Wednesday, April 20, 2011

Using AppCode from JetBrains for iOS development

Since Xcode annoys me so much I though I would give AppCode from JetBrains a shot even though it is alpha code. I must say so far I am impressed. Not a single crash after have used it for a day and it does solve a number of complaints I have about Xcode.

What is it that I like?

Can reformat your code. Easy to set up the rules, works as expected. I finally took the time to clean up the look of some older code to match our current standards.

Auto imports and uses current Xcode settings. It all just worked when I pulled up my existing project.

SVN works like I expect it to work. So much nicer than Xcode.

Groups sorted alphabetically. Gee, who would every think that could be handy?

Nice color coding in the IDE. More things are colored making them stand out as they should.

Much better static code analysis. Sure some of it is a bit overkill but I found a lot of useful issues that I have cleaned up in the code. It even spots unused includes, tells you when you synthesis a variable but never really declare it, signed / unsigned mis-matches, unneeded typecasting, things you might not be cleaning up in your dealloc, etc.

If you start using a class that you have not imported yet a simple Ctrl + ENTER adds the import to the file.

Editor tabs the way I expect them to work, open a file and it stays open, editor does not replace it during debug or any other time it sees fit.

When you are in the debugger it shows you the actual content of your variables. Take that Apple, I can see what is my NSArray! I can look at strings, integers, booleans etc. How novel!

Column block editing mode. Nice when you need to delete a hunk of code out the middle of a bunch of lines of code. Most editors support this, as far as I know Xcode does not.
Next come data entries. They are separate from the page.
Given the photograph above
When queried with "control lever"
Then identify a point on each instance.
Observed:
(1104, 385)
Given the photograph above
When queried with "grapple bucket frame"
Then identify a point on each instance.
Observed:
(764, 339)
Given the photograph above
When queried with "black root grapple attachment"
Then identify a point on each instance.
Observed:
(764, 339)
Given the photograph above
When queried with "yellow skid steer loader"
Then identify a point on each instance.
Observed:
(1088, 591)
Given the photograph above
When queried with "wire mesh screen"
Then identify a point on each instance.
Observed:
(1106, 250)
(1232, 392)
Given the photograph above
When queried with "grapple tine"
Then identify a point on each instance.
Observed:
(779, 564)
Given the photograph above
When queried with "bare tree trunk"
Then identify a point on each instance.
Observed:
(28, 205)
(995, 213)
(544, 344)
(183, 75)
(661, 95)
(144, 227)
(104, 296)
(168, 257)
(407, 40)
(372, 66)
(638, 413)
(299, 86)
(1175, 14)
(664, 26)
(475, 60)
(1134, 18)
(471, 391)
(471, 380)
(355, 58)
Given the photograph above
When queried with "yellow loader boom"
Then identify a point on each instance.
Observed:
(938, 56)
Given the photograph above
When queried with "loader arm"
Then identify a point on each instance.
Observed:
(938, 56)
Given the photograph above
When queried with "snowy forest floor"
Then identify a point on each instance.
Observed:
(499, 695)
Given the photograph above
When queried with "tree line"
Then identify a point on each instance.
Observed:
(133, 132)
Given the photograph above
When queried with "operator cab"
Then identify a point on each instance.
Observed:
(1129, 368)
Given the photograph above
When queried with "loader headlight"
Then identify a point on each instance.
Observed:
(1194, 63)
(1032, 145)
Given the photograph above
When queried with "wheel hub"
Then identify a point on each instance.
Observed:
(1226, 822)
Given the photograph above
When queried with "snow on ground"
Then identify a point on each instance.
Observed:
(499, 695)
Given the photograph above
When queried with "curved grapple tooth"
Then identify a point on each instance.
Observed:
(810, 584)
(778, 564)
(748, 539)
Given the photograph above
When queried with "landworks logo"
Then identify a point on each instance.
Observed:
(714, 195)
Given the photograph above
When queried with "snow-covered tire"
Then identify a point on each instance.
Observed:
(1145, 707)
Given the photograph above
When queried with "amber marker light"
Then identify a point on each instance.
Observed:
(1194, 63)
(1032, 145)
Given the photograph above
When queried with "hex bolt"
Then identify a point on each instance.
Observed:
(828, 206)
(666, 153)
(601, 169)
I am guessing there is ton of other stuff it does too. Right now it appears to be a keeper. We use IntelliJ for our main Java application so I pretty much know my way around a JetBrains IDE which is a help.

Downside - still uses Xcode Interface Builder (can't blame them here, who would want to rewrite that) so it will fire up Xcode if you attempt to edit an XIB file. Not like I do that very often, generally you create one then spend most of your time coding for it.

I will post more as I get more use out of this IDE. Nice to see some competition in this arena for Apple finally.